Après le départ du commandant Briend, le capitaine Fabrice Thirant a pris sa succession le 3 août. Il a désormais sous son commandement 70 personnes.

Fabrice Thirant, 51 ans, est le nouveau patron de la compagnie de gendarmerie de Lisieux.
Fabrice Thirant, 51 ans, est le nouveau patron de la compagnie de gendarmerie de Lisieux.

Je veux m’inscrire dans la continuité du travail de mon prédécesseur.

Entré en fonction le 3 août dernier, le capitaine Fabrice Thirant, 51 ans, est le nouveau commandant de la compagnie de gendarmerie de Lisieux. Originaire de Chateauroux (dans l’Indre), il raconte avoir eu une « révélation » pour le métier de gendarme.

En faisant mon service militaire, j’ai découvert mes modes de fonctionnement. Et c’est naturellement que je me suis dirigé vers la profession de gendarme.

En 31 ans de service, il est passé par différentes compagnies, notamment celle de Porto-Vecchio entre 2008 et 2011 « où l’activité est très dense dès le mois d’avril ». Mais aussi par différents grades : gendarme mobile à l’escadron de Châteauroux (1987-1999), maréchal des logis chef à l’escadron de Limoges (1999-2002), commandant en second de la compagnie de gendarmerie départementale d’Yssingeaux (2004-2008), et officier adjoint au commandant de groupement de la Haute-Loire, au Puy-en-Velay (2011-2015).

« Je prends mes marques »

Si la Normandie n’était pas son premier choix, il pense apprécier la terre augeronne en raison de ses deux passions : la course à pied et le golf. Mais pas seulement.

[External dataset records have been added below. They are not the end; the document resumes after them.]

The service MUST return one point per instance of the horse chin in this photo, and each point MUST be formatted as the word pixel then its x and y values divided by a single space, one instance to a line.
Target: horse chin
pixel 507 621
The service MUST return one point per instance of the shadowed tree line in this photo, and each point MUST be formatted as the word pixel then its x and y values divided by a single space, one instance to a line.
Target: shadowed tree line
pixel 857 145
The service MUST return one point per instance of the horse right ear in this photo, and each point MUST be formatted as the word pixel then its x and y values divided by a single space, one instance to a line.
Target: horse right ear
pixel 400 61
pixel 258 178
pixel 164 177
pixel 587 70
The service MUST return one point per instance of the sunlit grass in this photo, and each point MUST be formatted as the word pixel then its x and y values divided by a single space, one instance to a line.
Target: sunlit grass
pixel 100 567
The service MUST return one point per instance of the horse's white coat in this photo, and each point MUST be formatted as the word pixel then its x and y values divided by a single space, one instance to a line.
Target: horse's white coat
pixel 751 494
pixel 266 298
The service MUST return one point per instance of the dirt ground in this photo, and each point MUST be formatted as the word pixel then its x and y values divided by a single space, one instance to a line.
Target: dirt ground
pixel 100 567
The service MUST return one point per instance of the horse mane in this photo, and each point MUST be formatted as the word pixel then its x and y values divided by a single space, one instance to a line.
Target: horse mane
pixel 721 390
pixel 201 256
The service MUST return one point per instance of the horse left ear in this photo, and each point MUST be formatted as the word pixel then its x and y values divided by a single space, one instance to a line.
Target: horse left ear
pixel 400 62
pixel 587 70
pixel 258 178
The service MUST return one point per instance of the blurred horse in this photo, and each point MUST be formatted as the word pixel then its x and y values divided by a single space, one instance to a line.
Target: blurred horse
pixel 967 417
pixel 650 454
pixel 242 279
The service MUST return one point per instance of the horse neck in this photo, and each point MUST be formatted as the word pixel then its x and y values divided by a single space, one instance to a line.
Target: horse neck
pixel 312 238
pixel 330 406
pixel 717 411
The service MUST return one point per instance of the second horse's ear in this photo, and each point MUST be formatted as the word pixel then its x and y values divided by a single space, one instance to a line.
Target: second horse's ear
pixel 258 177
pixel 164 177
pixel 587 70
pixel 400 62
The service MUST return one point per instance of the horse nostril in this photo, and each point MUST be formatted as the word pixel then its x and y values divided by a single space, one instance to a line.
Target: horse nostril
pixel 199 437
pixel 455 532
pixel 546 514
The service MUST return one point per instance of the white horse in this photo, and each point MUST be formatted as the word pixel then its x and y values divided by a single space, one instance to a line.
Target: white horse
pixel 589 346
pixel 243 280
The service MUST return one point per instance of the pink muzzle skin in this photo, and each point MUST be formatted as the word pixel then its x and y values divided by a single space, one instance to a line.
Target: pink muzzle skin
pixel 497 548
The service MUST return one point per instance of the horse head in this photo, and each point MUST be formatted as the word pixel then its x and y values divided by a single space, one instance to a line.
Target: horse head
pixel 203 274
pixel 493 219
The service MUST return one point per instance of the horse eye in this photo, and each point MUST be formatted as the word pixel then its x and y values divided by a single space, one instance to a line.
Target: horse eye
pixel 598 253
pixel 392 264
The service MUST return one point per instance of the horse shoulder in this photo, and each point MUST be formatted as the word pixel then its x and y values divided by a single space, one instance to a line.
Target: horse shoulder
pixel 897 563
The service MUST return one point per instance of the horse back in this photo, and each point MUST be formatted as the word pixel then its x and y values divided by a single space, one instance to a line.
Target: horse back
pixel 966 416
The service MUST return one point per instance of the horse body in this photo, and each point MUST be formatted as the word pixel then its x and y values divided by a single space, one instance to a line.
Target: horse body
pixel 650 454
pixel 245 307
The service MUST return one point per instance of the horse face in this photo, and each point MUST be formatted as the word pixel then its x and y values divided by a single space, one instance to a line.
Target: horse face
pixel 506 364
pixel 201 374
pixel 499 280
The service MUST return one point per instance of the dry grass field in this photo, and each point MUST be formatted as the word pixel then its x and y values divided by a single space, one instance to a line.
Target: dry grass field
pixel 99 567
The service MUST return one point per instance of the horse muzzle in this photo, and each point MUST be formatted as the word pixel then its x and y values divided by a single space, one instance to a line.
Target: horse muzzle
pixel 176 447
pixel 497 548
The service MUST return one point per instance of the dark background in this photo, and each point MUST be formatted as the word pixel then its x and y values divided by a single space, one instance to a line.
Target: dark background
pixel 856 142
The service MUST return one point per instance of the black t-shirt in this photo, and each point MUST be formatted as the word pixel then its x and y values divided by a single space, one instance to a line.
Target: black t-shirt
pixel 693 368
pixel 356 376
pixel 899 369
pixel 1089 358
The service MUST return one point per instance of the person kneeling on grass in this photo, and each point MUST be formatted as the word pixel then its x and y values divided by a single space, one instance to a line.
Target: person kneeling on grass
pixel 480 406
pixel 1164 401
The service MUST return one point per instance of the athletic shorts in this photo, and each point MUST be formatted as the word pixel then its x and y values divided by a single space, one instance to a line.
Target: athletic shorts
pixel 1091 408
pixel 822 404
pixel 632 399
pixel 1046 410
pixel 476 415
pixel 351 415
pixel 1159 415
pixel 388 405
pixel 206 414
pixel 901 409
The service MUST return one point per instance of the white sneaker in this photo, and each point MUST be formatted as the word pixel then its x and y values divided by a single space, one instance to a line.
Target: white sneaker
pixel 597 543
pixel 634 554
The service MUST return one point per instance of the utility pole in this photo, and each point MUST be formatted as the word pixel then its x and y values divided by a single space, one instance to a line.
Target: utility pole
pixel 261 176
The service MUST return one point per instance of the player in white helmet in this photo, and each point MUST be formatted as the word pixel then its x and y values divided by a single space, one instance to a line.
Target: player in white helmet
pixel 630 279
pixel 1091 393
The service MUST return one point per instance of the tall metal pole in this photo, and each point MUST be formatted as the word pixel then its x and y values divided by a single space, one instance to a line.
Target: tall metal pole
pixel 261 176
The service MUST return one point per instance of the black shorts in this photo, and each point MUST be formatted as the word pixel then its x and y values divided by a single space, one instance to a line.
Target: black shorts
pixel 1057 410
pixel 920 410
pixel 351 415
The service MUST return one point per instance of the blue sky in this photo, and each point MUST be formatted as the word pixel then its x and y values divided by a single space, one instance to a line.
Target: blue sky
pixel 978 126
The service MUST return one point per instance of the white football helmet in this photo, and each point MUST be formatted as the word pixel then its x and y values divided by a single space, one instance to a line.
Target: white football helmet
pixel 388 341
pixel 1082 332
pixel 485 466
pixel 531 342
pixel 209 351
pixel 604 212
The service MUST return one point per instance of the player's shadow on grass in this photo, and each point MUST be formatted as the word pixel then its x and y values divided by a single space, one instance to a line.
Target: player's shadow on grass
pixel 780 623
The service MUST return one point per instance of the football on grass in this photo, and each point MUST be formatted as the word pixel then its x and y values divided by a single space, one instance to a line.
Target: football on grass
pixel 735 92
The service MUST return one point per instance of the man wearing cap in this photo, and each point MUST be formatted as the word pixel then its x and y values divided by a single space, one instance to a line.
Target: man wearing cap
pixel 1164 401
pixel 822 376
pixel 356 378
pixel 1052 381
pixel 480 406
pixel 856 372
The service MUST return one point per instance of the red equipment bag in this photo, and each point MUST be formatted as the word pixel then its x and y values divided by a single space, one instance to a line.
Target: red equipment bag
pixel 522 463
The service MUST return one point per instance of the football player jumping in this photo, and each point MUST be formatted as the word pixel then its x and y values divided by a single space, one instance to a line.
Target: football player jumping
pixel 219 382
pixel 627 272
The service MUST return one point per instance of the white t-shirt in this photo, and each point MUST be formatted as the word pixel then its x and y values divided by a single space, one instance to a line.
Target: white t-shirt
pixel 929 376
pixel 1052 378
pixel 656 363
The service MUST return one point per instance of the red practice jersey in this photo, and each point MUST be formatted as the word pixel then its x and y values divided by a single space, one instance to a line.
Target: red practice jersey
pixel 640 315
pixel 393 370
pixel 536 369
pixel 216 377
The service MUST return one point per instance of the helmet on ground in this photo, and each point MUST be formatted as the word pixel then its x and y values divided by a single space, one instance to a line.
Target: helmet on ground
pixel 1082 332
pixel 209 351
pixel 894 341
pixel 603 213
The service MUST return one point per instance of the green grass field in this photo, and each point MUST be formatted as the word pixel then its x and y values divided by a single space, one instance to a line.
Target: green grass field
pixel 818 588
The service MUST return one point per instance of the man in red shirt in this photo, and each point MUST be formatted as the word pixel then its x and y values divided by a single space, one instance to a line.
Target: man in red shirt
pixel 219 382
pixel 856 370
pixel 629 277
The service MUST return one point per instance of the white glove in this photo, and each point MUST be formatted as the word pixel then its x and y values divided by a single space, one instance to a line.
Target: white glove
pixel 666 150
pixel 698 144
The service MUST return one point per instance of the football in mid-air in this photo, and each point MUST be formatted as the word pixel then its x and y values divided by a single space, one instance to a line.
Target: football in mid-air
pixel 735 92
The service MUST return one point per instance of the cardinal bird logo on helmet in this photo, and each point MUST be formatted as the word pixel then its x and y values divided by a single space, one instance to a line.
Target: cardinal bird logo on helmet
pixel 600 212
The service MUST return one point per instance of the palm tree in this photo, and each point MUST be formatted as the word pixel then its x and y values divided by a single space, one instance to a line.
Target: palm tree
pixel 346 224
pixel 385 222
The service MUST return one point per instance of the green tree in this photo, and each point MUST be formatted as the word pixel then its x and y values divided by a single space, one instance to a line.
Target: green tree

Je voulais vraiment diriger une compagnie. Ici, l’unité fonctionne bien, et obtient de bons résultats.

Depuis son arrivée, il « prend ses marques », et rencontre les têtes pensantes du territoire.

Ca va se faire au fil de l’eau.

Et même s’il est encore en phase de découverte, ce père de deux enfants ne perd pas de vue ses priorités, notamment la sécurité routière.

C’est un objectif national. Après de bons résultats en 2014, il y a une augmentation des accidents corporels et du nombre de morts. Ici, il y a des grandes routes départementales où l’on cultive la vitesse.